Carbon fiber-reinforced polymer lamellas are an innovative method of reinforcing buildings. There are still many unanswered questions regarding their recycling, however. A research project by Empa's Mechanical Systems Engineering lab is now set to provide answers. Thanks to the generous support from a foundation, the project could now be launched.

The construction sector is responsible for around 60 percent of Switzerland's annual waste. The industry's efforts to recycle demolition materials are steadily increasing. Nevertheless, there are still end-of-life materials that, for the time being, cannot be reused as recycling would be too time-consuming and expensive. One of these are carbon fiber-reinforced polymer (CFRP) lamellas.

Making buildings "live" longer

The reinforcing method developed by Urs Meier, former Empa Director at Dübendorf, has been used in infrastructure construction for 30 years. CFRP lamellas are attached with epoxy adhesive to bridges, parking garages, building walls and ceilings made of concrete or masonry. As a result, the structures can be used for 20 to 30 years longer. The method is increasingly being applied worldwide – mainly because it massively improves the earthquake resistance of masonry buildings.

"By significantly extending the lifespan of buildings and infrastructure, CFRP lamellas make an important contribution to increasing sustainability in the construction sector. However, we need to find a way how we can further use CFRP lamellas after the buildings are being demolished," explains Giovanni Terrasi, Head of the Mechanical Systems Engineering lab at Empa. To achieve this, he wants to develop a method for recycling CFRP lamellas. Convinced by this idea, a foundation supported it with a generous donation. The project officially launched in October.

Gentle separation

First, a mechanical process will be developed to detach the CFRP lamellas from the concrete without damaging them. Initial tests at Empa are encouraging: After the lamellas were separated from the concrete, they still had a strength of 95 percent – even if they had already been used for 30 years.

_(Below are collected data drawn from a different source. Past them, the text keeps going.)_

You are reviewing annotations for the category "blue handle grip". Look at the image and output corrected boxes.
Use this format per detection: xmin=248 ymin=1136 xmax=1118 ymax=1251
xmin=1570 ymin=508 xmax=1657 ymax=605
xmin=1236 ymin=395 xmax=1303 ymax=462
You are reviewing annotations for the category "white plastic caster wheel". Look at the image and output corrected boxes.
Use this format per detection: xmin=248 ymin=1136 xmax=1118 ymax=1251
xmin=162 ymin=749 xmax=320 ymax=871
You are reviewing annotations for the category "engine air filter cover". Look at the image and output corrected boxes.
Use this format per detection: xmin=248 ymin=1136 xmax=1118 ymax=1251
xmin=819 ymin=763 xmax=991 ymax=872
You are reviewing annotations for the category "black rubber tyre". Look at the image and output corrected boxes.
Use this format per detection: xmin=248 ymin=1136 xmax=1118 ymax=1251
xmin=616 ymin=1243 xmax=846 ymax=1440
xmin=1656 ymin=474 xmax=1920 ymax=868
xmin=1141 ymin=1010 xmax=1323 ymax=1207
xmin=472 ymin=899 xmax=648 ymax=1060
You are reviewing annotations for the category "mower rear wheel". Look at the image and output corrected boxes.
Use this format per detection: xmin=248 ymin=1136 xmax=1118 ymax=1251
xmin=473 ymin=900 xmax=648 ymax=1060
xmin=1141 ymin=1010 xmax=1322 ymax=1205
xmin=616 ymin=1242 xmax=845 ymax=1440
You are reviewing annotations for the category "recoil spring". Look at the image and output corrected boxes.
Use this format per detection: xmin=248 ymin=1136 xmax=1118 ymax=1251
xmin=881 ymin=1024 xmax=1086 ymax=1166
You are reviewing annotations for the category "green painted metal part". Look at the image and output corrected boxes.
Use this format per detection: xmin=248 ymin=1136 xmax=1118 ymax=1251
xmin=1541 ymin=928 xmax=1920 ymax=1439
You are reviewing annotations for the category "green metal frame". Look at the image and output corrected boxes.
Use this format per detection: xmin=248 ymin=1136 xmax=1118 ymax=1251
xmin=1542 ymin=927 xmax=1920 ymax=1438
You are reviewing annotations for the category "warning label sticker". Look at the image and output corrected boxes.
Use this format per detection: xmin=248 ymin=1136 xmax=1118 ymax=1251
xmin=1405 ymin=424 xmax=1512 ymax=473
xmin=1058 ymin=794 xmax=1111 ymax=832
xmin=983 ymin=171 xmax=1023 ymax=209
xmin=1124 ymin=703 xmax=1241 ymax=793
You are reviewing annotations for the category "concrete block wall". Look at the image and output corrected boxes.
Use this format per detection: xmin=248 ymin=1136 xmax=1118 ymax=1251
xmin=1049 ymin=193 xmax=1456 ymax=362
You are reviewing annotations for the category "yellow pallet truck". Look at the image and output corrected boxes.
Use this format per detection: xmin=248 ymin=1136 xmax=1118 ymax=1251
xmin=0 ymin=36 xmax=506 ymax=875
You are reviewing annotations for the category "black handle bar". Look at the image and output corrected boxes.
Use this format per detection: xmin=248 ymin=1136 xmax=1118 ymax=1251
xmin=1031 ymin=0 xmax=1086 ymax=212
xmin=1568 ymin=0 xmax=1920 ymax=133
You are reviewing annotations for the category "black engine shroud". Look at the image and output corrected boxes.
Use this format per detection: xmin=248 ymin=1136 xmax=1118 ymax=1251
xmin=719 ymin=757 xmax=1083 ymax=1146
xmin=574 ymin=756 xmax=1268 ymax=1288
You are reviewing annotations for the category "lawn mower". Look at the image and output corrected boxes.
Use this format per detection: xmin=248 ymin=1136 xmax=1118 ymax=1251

Then, the demolished CFRP lamellas shall be used to produce reinforcement for prefabricated components. Terrasi's goal: saving thousands of tons of CFRP lamellas from ending up in landfills after the demolition of old concrete structures and reuse them in low-CO2 concrete elements. After completion of the project, Giovanni Terrasi and his team – consisting of Zafeirios Triantafyllidis, Valentin Ott, Mateusz Wyrzykowski and Daniel Völki – want to produce railroad sleepers from recycled concrete, which will be reinforced and prestressed with demolition CFRP lamellas. This would give the "waste-to-be" material a second life in Swiss infrastructure construction.